La religion des Grecs
Homère : le créateur de l’univers grec
QUOIQUE les deux mondes, grecs et juifs, aient été mille ans sans communication et que leurs religions se soient développées, non sans la lumière et l’aide, certes inégales, du même Dieu Créateur et Sauveur, on pourrait dire d’Eschyle qu’il est le Moïse des Grecs, après qu’Homère ait évoqué la Genèse et les patriarches, oui ! le Moïse terrifiant de l’Exode et le ritualiste du culte lévitique par quoi tout pécheur accède au pardon de Yahweh. De Sophocle, on dira seulement qu’il est du Christ, Roi sanglant et glorieux : cela dit tout et cela suffit. D’Euripide, je pense qu’il est, en figures bien entendu ! déjà pleinement chrétien, et mystique chrétien. »

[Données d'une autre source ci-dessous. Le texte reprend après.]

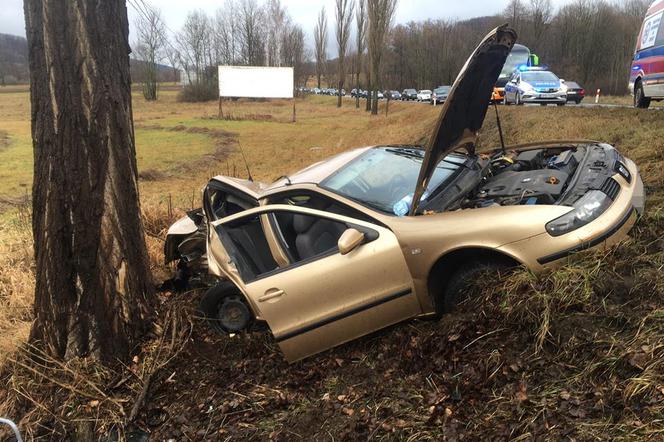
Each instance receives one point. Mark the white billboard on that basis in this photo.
(255, 82)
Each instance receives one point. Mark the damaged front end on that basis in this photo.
(186, 244)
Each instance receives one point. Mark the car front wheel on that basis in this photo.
(225, 309)
(640, 99)
(466, 281)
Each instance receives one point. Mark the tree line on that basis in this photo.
(588, 41)
(240, 32)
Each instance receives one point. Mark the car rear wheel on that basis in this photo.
(225, 309)
(640, 99)
(465, 281)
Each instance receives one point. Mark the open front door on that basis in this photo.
(322, 298)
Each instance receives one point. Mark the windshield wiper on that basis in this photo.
(411, 154)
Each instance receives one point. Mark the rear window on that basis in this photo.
(538, 76)
(653, 32)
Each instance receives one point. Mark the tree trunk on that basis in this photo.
(93, 296)
(374, 102)
(357, 90)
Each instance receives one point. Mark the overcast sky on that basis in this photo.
(303, 11)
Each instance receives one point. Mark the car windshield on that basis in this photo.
(529, 77)
(517, 57)
(384, 176)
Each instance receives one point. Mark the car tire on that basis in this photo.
(464, 280)
(225, 309)
(640, 99)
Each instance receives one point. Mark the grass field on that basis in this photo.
(578, 354)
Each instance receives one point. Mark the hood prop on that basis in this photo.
(464, 110)
(500, 128)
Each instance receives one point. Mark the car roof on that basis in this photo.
(317, 172)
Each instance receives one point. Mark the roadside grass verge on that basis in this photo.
(575, 354)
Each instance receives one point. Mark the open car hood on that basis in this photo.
(465, 108)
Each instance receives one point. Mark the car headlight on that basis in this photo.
(586, 209)
(623, 171)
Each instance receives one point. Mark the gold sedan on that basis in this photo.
(382, 234)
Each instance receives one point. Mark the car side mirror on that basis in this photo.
(350, 240)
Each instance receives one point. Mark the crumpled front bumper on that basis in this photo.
(544, 251)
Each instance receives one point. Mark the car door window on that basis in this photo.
(307, 236)
(248, 248)
(303, 237)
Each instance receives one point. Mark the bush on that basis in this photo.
(197, 92)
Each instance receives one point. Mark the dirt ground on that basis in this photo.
(577, 354)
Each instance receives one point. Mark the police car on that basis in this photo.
(535, 85)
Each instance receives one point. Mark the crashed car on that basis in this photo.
(382, 234)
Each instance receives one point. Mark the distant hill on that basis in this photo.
(14, 63)
(13, 59)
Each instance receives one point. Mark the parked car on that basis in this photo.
(535, 85)
(392, 95)
(409, 95)
(575, 93)
(647, 72)
(424, 95)
(440, 94)
(520, 56)
(378, 235)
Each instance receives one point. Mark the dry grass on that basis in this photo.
(575, 354)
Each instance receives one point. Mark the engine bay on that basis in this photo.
(538, 176)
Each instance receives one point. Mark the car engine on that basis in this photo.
(539, 176)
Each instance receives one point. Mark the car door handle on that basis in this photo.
(271, 294)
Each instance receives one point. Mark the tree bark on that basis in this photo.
(94, 295)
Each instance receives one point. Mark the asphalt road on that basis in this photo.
(586, 103)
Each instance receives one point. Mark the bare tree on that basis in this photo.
(344, 15)
(381, 14)
(252, 40)
(293, 52)
(172, 56)
(361, 39)
(226, 33)
(149, 46)
(93, 295)
(320, 44)
(194, 41)
(277, 27)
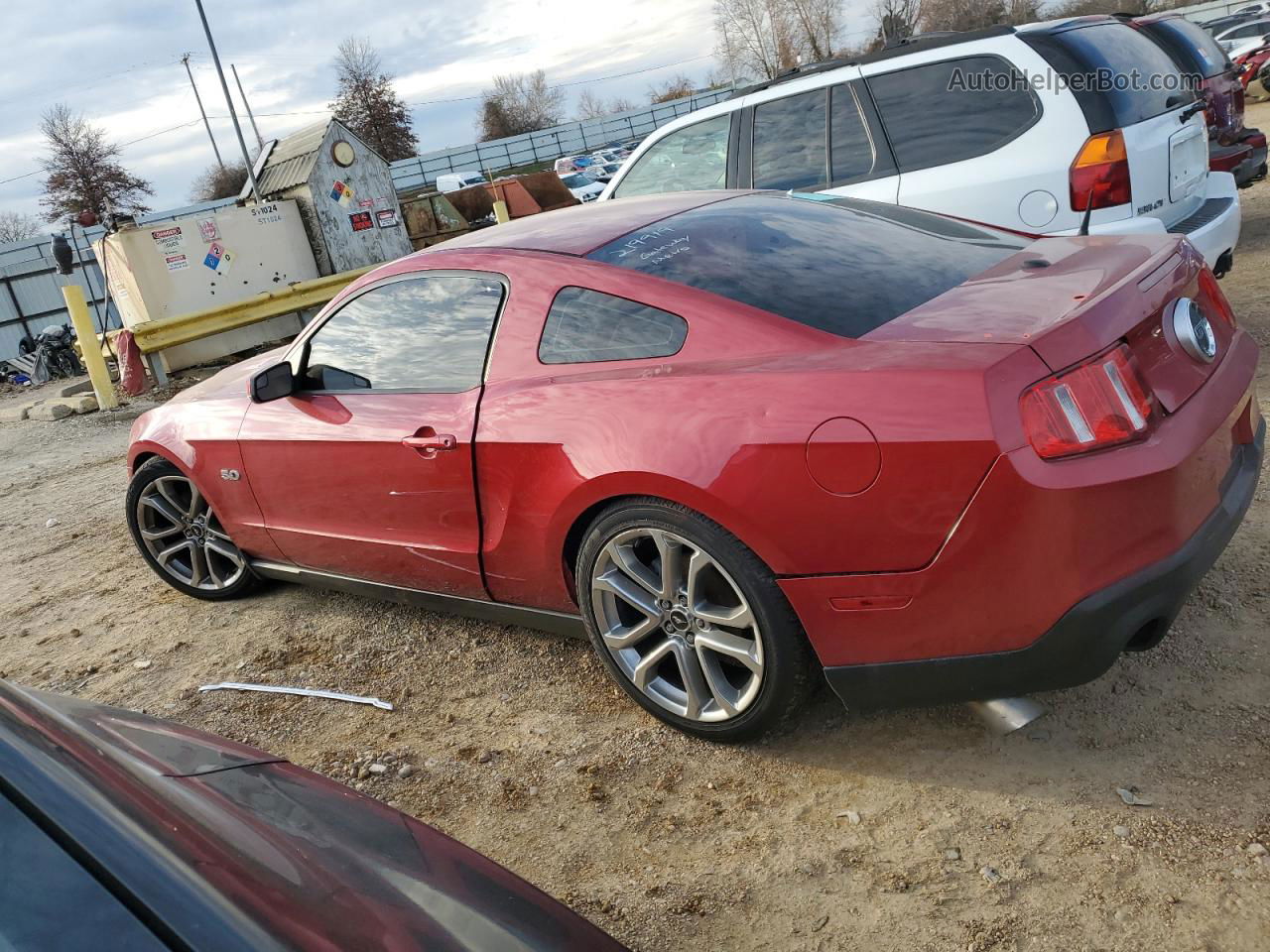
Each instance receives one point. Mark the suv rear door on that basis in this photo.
(812, 136)
(1165, 134)
(971, 139)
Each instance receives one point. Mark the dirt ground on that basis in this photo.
(892, 832)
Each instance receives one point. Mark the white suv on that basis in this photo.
(975, 126)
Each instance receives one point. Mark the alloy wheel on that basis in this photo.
(185, 537)
(677, 625)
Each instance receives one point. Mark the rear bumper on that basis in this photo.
(1213, 229)
(1254, 167)
(1039, 537)
(1129, 615)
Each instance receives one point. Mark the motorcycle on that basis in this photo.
(54, 349)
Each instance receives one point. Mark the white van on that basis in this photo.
(454, 180)
(1000, 126)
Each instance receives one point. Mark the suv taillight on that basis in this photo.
(1096, 405)
(1100, 173)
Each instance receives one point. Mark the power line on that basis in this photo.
(324, 112)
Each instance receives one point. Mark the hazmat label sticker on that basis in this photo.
(220, 259)
(341, 193)
(169, 240)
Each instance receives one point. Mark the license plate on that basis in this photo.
(1188, 160)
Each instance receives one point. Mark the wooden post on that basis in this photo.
(96, 372)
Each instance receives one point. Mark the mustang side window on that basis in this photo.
(588, 325)
(427, 335)
(691, 159)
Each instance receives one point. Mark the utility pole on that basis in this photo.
(229, 102)
(202, 112)
(259, 141)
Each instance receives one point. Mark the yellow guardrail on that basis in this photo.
(153, 336)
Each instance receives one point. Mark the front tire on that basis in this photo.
(690, 622)
(181, 538)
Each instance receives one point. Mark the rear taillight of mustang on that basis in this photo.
(1092, 407)
(1100, 175)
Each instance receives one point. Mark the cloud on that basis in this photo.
(119, 63)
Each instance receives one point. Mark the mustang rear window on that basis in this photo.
(841, 266)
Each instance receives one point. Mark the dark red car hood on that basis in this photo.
(229, 848)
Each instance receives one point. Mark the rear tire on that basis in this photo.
(691, 624)
(181, 538)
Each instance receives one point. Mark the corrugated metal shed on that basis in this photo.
(291, 160)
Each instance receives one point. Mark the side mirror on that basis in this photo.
(273, 382)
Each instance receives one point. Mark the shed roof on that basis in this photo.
(293, 159)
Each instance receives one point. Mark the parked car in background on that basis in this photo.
(454, 180)
(1247, 46)
(581, 185)
(602, 173)
(743, 438)
(125, 832)
(949, 123)
(1223, 23)
(1252, 66)
(1230, 146)
(1229, 37)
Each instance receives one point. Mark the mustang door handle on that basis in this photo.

Les exploits des Achéens lors de la Guerre de Troie (vers 1200 avant Jésus-Christ) sont chantés dans les poèmes homériques. Il s’agissait de longs récits en vers que des chanteurs (les aèdes) déclamaient ; de ces poèmes, les seuls qui soient parvenus jusqu’à nous sont l’Iliade et l’Odyssée.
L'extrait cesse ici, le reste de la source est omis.